First British astronaut Tim Peake blasts off to the International Space Station on Soyuz rocket |
A Russian Soyuz rocket carrying a three-man international crew, including Britain's first professional astronaut Tim Peake, has blasted off from the Baikonur cosmodrome in Kazakhstan.
Peake is accompanied by Russian space veteran Yury Malenchenko and Tim Kopra of NASA for a six-month mission for the for the European Space Agency (ESA).
Fire from the boosters of the Soyuz rocket cut a bright light through the overcast sky at the Russia-operated cosmodrome as the spacecraft launched on schedule at 5:00am Tuesday local time, according to live television broadcasts.
It successfully reached its designated orbit about nine minutes later.
A camera inside the capsule showed Peake pumping his fist as the rocket went into orbit.
The trip to the ISS is expected to take about six hours and will dock at around 4:25am (AEST).
Peake, 43, is a former army major and is the first Briton to go into space since Helen Sharman travelled on a Soviet spacecraft for eight days in 1991.

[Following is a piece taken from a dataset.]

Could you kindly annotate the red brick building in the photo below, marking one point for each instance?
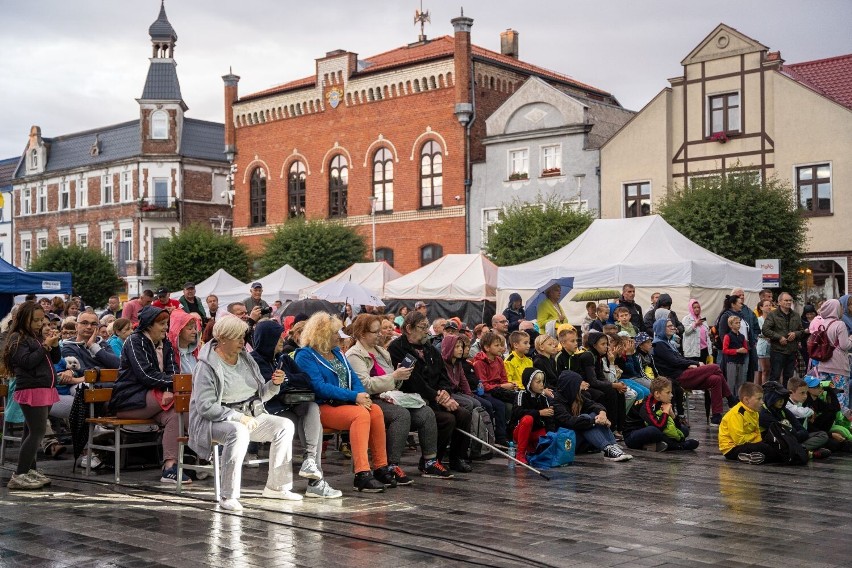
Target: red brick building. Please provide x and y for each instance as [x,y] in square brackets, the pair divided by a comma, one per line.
[397,130]
[124,188]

He is also the first astronaut officially representing the British Government and wearing a Union Jack flag on his arm.
While on board the ISS, he will take part in the London marathon by harnessing himself to a running machine 400 kilometres above Earth.
The ISS is a microgravity laboratory in which an international crew of six people live and work while orbiting the Earth every 90 minutes.
The station allows experts to test new technologies and research, not able to be tested on Earth.
The space station has been continuously occupied since November 2000. In that time, more than 200 people from 15 countries have visited.
Peake, Malenchenko and Kopra are set to return to Earth on June 5 next year.